Fox News owner Rupert Murdoch is preparing to hand the chief executive role of 21st Century Fox to his son James, writes The New York Times. Murdoch also owns The Wall Street Journal, Fox local stations, and many other media outlets.
Murdoch plans to ask the board of 21st Century Fox to install his younger son, James, as chief executive next week, writes the LA Times newspaper. That’s the job the elder Murdoch has held since his media company was incorporated in 1979.
He is embarking on the task of transferring control of a company to the next generation, while positioning it for future success, writes The NYT.
However, Mr.

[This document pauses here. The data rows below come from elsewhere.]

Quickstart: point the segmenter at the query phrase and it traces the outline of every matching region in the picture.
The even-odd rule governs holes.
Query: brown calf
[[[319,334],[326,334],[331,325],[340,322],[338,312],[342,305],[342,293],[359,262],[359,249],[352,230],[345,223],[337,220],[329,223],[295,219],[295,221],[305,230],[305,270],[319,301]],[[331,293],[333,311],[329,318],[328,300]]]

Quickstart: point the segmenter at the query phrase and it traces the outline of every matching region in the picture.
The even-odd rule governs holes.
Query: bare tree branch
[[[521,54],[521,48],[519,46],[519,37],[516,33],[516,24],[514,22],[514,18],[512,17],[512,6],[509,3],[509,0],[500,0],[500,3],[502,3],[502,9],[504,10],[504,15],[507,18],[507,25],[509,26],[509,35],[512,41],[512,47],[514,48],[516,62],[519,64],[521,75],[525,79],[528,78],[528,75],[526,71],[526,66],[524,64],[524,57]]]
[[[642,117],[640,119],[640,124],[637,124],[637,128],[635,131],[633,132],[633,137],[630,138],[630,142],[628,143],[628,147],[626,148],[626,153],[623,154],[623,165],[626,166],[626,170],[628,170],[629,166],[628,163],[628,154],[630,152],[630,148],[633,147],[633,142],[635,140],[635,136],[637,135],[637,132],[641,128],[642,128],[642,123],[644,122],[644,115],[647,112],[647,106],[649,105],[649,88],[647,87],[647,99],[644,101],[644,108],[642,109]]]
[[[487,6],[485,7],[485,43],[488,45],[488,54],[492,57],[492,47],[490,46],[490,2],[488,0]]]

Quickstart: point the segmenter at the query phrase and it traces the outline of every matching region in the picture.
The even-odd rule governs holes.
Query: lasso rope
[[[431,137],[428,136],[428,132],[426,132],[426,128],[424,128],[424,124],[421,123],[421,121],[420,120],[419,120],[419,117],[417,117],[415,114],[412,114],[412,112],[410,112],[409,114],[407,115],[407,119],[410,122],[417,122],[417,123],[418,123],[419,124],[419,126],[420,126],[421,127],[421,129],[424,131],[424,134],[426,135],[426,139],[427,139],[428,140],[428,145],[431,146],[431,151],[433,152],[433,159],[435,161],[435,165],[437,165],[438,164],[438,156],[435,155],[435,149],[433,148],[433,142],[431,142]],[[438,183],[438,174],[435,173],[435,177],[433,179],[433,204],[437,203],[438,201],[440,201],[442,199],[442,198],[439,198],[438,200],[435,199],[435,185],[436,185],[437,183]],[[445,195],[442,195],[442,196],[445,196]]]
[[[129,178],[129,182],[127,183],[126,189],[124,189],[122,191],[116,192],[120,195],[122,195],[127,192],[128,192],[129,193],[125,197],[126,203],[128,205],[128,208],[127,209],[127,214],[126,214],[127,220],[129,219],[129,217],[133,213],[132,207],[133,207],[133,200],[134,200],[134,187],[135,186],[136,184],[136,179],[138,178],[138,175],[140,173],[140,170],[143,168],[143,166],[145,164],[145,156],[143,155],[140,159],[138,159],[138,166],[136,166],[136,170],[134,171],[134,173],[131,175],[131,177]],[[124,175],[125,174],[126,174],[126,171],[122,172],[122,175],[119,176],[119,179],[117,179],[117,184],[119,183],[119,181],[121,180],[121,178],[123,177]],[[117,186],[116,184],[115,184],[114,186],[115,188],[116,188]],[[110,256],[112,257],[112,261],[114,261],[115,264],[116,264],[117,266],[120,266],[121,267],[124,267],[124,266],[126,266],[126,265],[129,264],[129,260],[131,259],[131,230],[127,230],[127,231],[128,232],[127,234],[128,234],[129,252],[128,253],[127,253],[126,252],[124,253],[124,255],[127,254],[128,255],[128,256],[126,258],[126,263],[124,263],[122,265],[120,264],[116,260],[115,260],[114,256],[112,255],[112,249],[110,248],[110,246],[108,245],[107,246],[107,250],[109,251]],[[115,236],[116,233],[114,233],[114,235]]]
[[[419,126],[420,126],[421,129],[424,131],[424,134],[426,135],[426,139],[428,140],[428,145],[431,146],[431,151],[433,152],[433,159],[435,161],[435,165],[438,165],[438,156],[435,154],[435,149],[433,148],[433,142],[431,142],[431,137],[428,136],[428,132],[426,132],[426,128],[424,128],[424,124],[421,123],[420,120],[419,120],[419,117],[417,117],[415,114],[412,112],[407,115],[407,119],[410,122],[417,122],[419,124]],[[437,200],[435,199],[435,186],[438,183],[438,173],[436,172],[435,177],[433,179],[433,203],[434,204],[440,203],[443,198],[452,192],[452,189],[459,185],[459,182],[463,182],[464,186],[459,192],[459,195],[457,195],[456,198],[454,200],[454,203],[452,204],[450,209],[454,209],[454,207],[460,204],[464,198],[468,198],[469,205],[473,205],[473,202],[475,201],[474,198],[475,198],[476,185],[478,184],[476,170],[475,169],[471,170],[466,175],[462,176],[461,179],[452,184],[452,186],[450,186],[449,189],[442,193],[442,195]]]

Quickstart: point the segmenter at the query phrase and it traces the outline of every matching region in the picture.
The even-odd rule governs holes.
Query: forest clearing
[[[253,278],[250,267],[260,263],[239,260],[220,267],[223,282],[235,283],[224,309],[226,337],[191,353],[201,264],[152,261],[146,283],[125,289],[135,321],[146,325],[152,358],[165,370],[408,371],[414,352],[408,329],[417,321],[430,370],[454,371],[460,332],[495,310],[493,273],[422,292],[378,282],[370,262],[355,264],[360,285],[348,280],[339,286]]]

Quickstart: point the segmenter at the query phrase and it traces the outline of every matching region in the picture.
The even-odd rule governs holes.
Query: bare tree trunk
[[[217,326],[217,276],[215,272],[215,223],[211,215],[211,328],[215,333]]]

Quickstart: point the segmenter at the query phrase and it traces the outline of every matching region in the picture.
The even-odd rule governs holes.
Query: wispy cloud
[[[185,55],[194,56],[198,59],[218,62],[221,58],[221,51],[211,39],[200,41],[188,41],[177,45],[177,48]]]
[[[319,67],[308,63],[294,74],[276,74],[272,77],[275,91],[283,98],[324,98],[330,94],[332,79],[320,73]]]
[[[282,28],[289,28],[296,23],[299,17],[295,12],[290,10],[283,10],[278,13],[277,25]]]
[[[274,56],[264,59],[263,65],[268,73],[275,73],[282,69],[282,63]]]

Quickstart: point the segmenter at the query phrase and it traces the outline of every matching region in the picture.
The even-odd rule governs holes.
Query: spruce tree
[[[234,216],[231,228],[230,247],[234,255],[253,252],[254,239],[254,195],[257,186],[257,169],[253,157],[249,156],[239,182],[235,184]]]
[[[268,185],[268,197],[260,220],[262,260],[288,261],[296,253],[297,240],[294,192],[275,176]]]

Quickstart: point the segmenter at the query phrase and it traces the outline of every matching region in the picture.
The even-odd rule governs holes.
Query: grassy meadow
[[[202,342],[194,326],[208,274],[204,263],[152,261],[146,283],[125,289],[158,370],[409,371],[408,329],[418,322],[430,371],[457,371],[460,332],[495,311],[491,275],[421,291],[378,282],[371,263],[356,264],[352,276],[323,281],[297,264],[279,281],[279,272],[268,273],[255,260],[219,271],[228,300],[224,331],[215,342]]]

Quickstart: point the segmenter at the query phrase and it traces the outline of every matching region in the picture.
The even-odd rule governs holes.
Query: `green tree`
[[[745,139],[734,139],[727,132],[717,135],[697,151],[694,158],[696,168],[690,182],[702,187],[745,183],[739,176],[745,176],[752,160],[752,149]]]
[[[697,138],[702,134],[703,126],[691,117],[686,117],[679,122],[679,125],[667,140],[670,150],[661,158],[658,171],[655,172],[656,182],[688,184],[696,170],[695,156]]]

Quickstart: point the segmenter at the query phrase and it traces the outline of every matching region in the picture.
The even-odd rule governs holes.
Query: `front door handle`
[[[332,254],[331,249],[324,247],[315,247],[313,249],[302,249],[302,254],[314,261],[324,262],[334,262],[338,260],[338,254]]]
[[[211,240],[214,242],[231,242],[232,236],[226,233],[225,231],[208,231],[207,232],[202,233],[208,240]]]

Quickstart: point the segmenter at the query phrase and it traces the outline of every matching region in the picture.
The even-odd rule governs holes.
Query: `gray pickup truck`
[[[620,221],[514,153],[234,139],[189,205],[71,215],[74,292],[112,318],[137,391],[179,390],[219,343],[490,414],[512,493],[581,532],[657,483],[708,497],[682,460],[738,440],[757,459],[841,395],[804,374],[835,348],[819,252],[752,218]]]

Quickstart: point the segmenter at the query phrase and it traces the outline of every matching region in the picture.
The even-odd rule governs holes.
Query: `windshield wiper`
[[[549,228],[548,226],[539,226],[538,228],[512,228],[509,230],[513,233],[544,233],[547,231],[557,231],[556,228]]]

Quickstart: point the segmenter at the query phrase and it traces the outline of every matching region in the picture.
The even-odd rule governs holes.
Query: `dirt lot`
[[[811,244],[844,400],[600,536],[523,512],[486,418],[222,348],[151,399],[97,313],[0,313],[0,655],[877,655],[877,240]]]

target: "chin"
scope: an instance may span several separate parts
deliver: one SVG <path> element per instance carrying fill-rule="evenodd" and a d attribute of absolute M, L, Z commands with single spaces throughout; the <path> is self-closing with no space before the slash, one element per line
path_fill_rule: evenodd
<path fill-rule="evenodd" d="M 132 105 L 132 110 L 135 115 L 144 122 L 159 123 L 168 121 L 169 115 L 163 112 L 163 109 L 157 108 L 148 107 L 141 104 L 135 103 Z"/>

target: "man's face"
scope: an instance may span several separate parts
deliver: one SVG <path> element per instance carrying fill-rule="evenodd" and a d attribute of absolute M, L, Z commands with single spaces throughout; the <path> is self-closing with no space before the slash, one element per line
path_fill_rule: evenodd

Murdoch, 84, is expected to stay closely involved with 21st Century Fox as executive chairman, a title he also holds at News Corporation, a conglomerate of media properties he spun off (but still owns) in 2013. The elder Murdoch helped build the companies into a $75 billion empire.
Murdoch has also been able to steer his companies beyond the British phone hacking scandal of four years ago, writes the LA Times newspaper. In that scandal, News Corp. journalists intercepted cellphone messages left for British celebrities, sports stars and even members of the royal family, according to the LA Times.
James Murdoch is expected to be named chief at 21st Century Fox. James has shown interest in streaming and ad technologies.
Murdoch built his conglomerate from a single Australian newspaper he inherited when his father died in 1952. The “changing of the guard” would represent a third generation of Murdoch family-controlled media, writes the LA Times.